Generating image from non-image data and GPU efficiency

Still new to pyTorch, and my local machine has no GPU so I’ve been prepping my network locally until I’m ready to pay for a cloud instance and use a GPU for speed.

I have a large dataset of non-image data which I am converting into image samples so that I may train a VAE with CNN. I’m struggling with when and which tensors to move on and off of the GPU, which should keep a gradient or whether that is overkill.

The GPU does seem to be working, as I can see it ramp up and down as a batch moves through the training cycle, however I suspect most of my time is wasted trying to build these images on-the-fly (which I need to do for future use case).

are there any helpful examples or guidelines I should be following? For example, should I first construct an entire numpy array for the values of the image and then convert to a tensor placed on the GPU? Or should I construct the values entirely with tensors to begin with? Since I’m generating batches of images, do I wait to place the whole batch on the GPU, or does that not make any difference? I have hundreds of thousands of data samples and so I cannot effectively keep them all within the GPU memory, so I end up clearing the GPU memory after each mini-batch and the image needs to be regenerated from scratch on the next training round. There must be a more efficient way to handle all this data.

Does anyone have experience with generating images from sample data during the load phase that could offer advice.

for reference, I’m referencing this paper as a guide for my approach: non-image-data-classification-using-CNN

One solution could be to preprocess all your dataset and save it as images or pickle numpy arrays then you’ll need only 1 load.
If you want to speed up training on your GPU (with any other fine-tuning consideration) you should use the maximum batch_size allows by your GPU memory.

Could you use the DataLoader class with a custom dataset? It has options for controlling prefetching, memory pinning to speed up moving data to and from the GPU, and multiple workers if the loading can be parallelised.

I hadn’t known that about the DataLoader. I’ll have to look into that, thank you.

Unrelated to your issue but if you want to use a free GPU you can do so with Google Colabs.

It’s not something you’ll want to use for a larger project since everything only exists within the lifetime of your session, but it’s a good away to test code and play around with the GPU.

That will certainly help as I convert the code over to use the GPU. It’s amazing how much effort seems to go into making sure tensors are in the correct place and not contributing to GPU memory when they don’t need to be. I’m sure there’s a good reason for this that I just don’t understand yet, but from a newbie’s perspective it would be nice if most of that were automated for you.

You mean “why does so much work go into keeping tensors on or off the GPU”? Memory limitations are the obvious one. The ideal goal for any GPU training is that you find yourself bound only by the processing speed of the GPU: every batch is loaded and transferred to the GPU in time for training the next epoch and as much VRAM is used as possible (for larger batch-sizing, or with smaller batches to prefetch more). Accessing anything that’s on the GPU from the CPU is either impossible or requires syncing and transferring (depending on what the method is), so that’s something to avoid too.

Fortunately, the newbie friendly option is the data loader rather than writing individual batches, then you just need to make sure the model is running on the GPU.

oh, that’s a helpful bit of information. I was doing a couple things wrong with my dataloader and one of them seems to be that I was trying to focus attention on placing the data onto the GPU while inside the dataloader. I was also generating all the images within the dataloader as well. So, I’m restructuring to generate a custom dataset where the images will be constructed, and my understanding now is that the dataloader will pull from the custom dataset, allowing another batch of image data to be built while the network is processing what the dataloader has just provided.

Yes, you generate images + labels inside your dataset, and the DataLoader will batch the individual samples and allocate GPU memory if Pinned=True (at least, I think it needs to be True for the allocation to be performed automatically).

I feel like I’m much closer to getting this all to work, thanks to the advice here.
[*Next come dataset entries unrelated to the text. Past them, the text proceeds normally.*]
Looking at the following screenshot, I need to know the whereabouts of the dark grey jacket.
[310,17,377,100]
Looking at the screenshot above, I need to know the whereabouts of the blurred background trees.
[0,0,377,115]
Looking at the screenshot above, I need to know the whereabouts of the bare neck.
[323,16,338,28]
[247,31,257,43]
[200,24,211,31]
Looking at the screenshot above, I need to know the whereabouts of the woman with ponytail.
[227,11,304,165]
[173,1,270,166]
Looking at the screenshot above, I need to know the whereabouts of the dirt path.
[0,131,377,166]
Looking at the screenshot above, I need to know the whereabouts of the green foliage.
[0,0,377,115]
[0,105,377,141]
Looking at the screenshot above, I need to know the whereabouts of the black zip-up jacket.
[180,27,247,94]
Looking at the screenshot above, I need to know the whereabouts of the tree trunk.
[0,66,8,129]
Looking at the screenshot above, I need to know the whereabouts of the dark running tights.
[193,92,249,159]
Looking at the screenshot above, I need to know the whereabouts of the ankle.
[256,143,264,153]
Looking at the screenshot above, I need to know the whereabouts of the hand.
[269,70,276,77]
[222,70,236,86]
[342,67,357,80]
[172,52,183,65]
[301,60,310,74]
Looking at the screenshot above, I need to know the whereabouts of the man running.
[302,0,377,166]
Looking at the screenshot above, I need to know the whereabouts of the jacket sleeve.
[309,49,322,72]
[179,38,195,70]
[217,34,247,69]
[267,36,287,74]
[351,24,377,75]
The issue I seem to be having now is that when I set DataLoader’s num_workers > 0, I receive a warning and the loader never returns any data. if num_workers=0 then it works as expected.

I am on a Mac.

Python 3.7.3

Here is my warning/error:
Warning: Cannot set number of intraop threads after parallel work has started or after set_num_threads call when using native parallel backend (function set_num_threads)
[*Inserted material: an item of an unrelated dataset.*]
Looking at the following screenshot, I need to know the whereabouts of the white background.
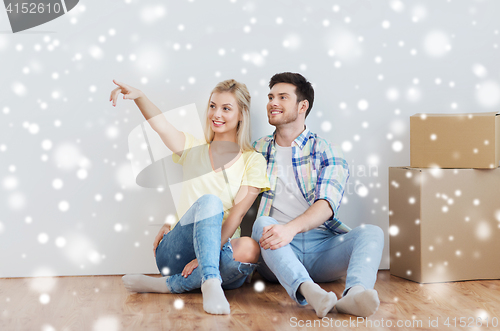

Could this be due to the fact I am using a Jupyter notebook, which is perhaps already taking control of the thread process? Or do I need to set some other parameters to prepare for the dataloader to properly multithread?

As an update I’ve been able to get a test case of num_workers > 0 to work after setting the environment variable OMP_NUM_THREADS=2 though I’m not sure this had anything to do with it. Because when I then attempt to enumerate over the loader in the actual training loop the same error occurs. So something about being nested in the training loop is causing the thread confusion. I’d love to find a solution to this.

But just for information for others stumbling on this thread. Just the act of correcting my dataset creation and then drawing from it with the default DataLoader is much faster than trying to build the dataset within the dataloader and skipping the Custom DataSet as I was previously attempting.